Rows are returned worst-covered first. If you are asking “where is the gap,” you should not have to scroll past the healthy rows to find it.
What a gap means
| Gap kind | Meaning |
|---|
missing_metadata | The row has no metadata in its registry yet. |
missing_history | The row has metadata but no time-series history yet. |
stale | The row has data, but its latest update is older than its expected heartbeat. |
unverifiable | The row’s freshness semantics are not modeled yet (e.g. an oracle architecture outside the classified set). It is surfaced honestly rather than guessed. |
How completeness is measured
Completeness is rows_present / rows_expected_if_full, and what counts as “present” and “expected” depends on the scope:
| Scope | Present | Expected if full |
|---|
oracle_feed | observed price points in history | elapsed time ÷ expected heartbeat |
morpho_market | 1 if classified with a known staleness status | 1 |
morpho_vault | distinct governance event types observed | 7 (timelock, guardian, allocator, cap, fee, owner, queue) |
protocol | sum of its markets’ completeness | total markets in the protocol |
You can filter by scope, scope_id, and min_completeness_pct, and page with an opaque cursor. The full parameter and field reference is on the Data coverage manifest page in the API reference.
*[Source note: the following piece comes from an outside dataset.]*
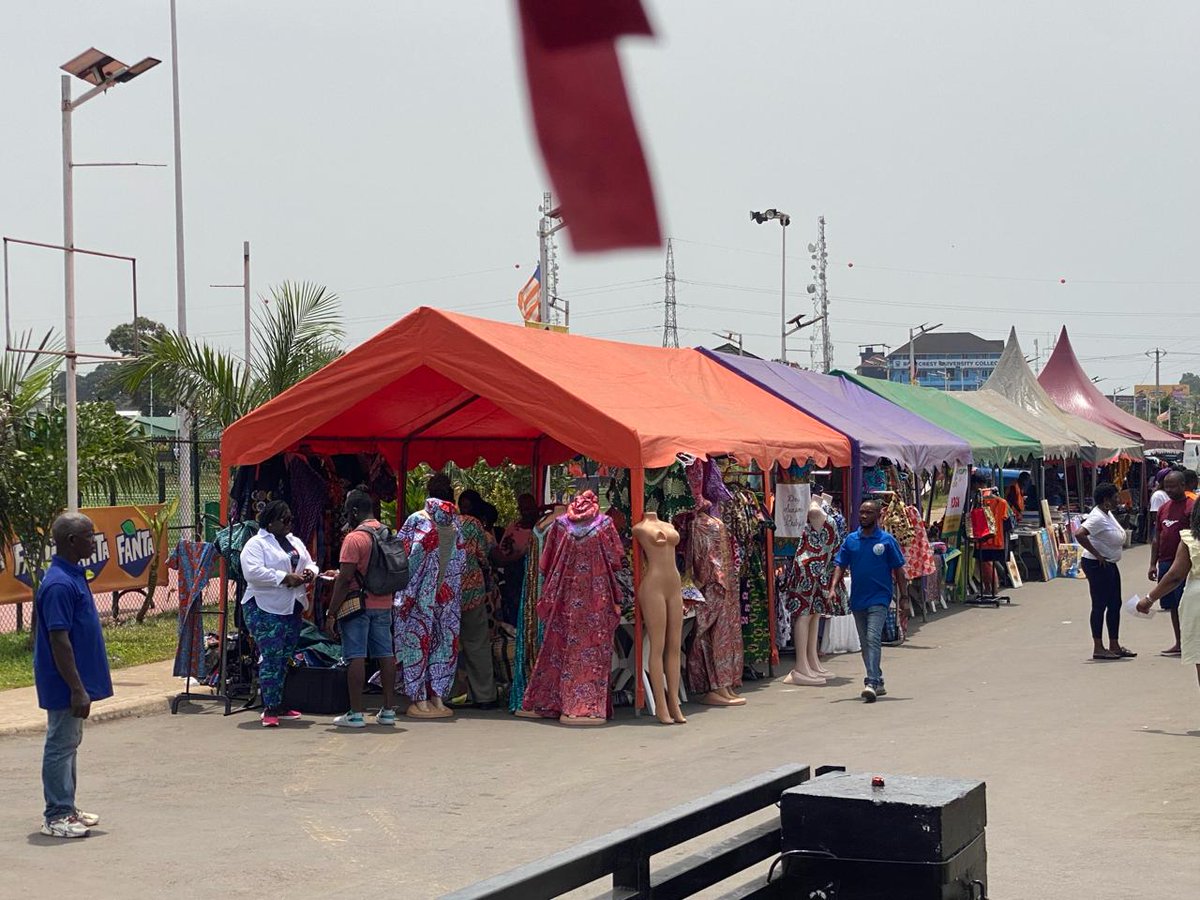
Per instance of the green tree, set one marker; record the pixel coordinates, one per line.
(113, 456)
(297, 333)
(121, 339)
Why this is the trust mechanism
A vendor that only reports its wins is selling you confidence, not data. By publishing the gaps as a queryable feed, Alterscope lets you:
- Verify before you buy — check coverage for the exact markets you care about, on the open summary endpoint, before committing.
- Gate your own automation — skip or down-weight a row your pipeline knows is incompletely covered, instead of acting on a partial number.
- Audit after the fact — the manifest’s
last_update_at and the per-response freshness metadata together reconstruct exactly how complete the data was at decision time.
For the customer-facing list of which chains and protocols are covered, see the Coverage matrix. For where the data originates, see Data provenance.